Which is all very histrionic and maybe works as an analogy only when you are three whiskeys in. Which I am not, but I still think that is where it belongs.
My day was full. I did what I needed to do, I enjoyed bits of it, I was challenged by bits of it. I survived the whole of it. I didn't feel completely attached to it. Or perhaps I was in the moment often enough that I don't have a litany of thoughts here at the end of the day.
My mind is quiet. The jobs have been done and the tasks completed. All manners of punctuation has been attached and found satisfactory. And I worry about that. Perhaps it is because I need something to worry about, creating phantoms from every shadow to add dramatic counterpoints to a life lived so like every other. Or perhaps the alarm bells are clanging silently somewhere and their sound will only grow until I understand, too late, that there was an issue.

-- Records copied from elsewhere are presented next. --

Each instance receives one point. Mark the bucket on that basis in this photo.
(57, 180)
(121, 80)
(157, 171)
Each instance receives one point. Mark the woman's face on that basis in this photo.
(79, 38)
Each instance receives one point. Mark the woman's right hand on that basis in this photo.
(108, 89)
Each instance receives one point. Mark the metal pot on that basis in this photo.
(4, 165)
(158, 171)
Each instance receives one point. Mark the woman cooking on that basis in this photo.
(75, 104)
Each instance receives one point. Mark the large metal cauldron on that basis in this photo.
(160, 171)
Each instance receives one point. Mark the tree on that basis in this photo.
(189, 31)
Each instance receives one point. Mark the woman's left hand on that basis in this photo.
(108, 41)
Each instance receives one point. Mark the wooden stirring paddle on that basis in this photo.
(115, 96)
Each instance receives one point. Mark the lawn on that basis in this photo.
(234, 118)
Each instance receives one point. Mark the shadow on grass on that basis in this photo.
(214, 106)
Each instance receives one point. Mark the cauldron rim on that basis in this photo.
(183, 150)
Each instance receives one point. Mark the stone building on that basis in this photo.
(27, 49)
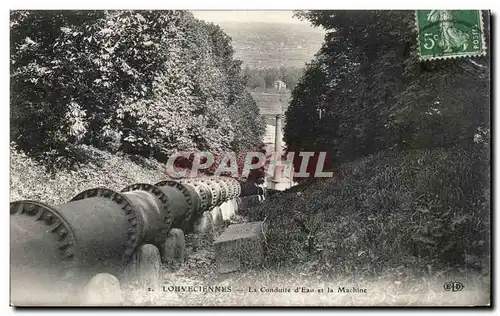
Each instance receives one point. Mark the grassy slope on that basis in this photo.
(424, 210)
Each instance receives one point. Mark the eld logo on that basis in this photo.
(453, 286)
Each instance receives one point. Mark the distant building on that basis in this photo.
(279, 86)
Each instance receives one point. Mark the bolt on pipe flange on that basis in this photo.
(224, 189)
(155, 209)
(204, 192)
(214, 190)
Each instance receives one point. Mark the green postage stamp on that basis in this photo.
(450, 33)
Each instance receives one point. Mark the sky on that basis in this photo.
(248, 16)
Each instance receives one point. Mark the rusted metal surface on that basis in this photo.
(154, 207)
(185, 198)
(55, 249)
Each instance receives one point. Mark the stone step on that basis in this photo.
(240, 245)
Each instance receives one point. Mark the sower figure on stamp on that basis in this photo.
(451, 38)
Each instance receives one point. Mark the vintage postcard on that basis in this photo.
(250, 158)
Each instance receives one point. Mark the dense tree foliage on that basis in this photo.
(373, 92)
(145, 82)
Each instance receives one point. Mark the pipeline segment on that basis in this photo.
(98, 231)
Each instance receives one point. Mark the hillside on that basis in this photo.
(262, 45)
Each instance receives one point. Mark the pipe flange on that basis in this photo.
(50, 217)
(185, 192)
(133, 218)
(57, 225)
(162, 197)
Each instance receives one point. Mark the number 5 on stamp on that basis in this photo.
(450, 33)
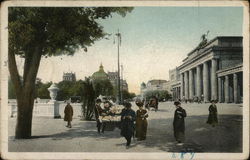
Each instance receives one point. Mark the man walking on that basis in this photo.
(68, 114)
(179, 123)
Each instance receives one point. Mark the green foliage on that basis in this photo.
(11, 90)
(103, 87)
(57, 30)
(127, 96)
(42, 90)
(160, 94)
(88, 99)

Or perhaps I am simply not good at settling for satisfactory. But if every day was fantastic and amazing all of my limbs would fall off from the force of all the gesticulating.
As I leave the day behind and move forward to the next, I imagine a discombobulated incongruous version of myself, floating with all of the bits gathered in a swirling cloud around my head, like the nucleus of an atom. And my arms and legs and torso electrons zipping about, collecting and processing energy, functioning and doing with only vague direction from the brain.
I can feel a warmth growing. A light. Somewhere in my life. I am planting seeds and watching the soil. And I fear and worry. Because I would rather be cautious and sad then rash and hurtful.
But what I really want is to be dynamic and helpful and wonderful and amazing. Like I know I can be.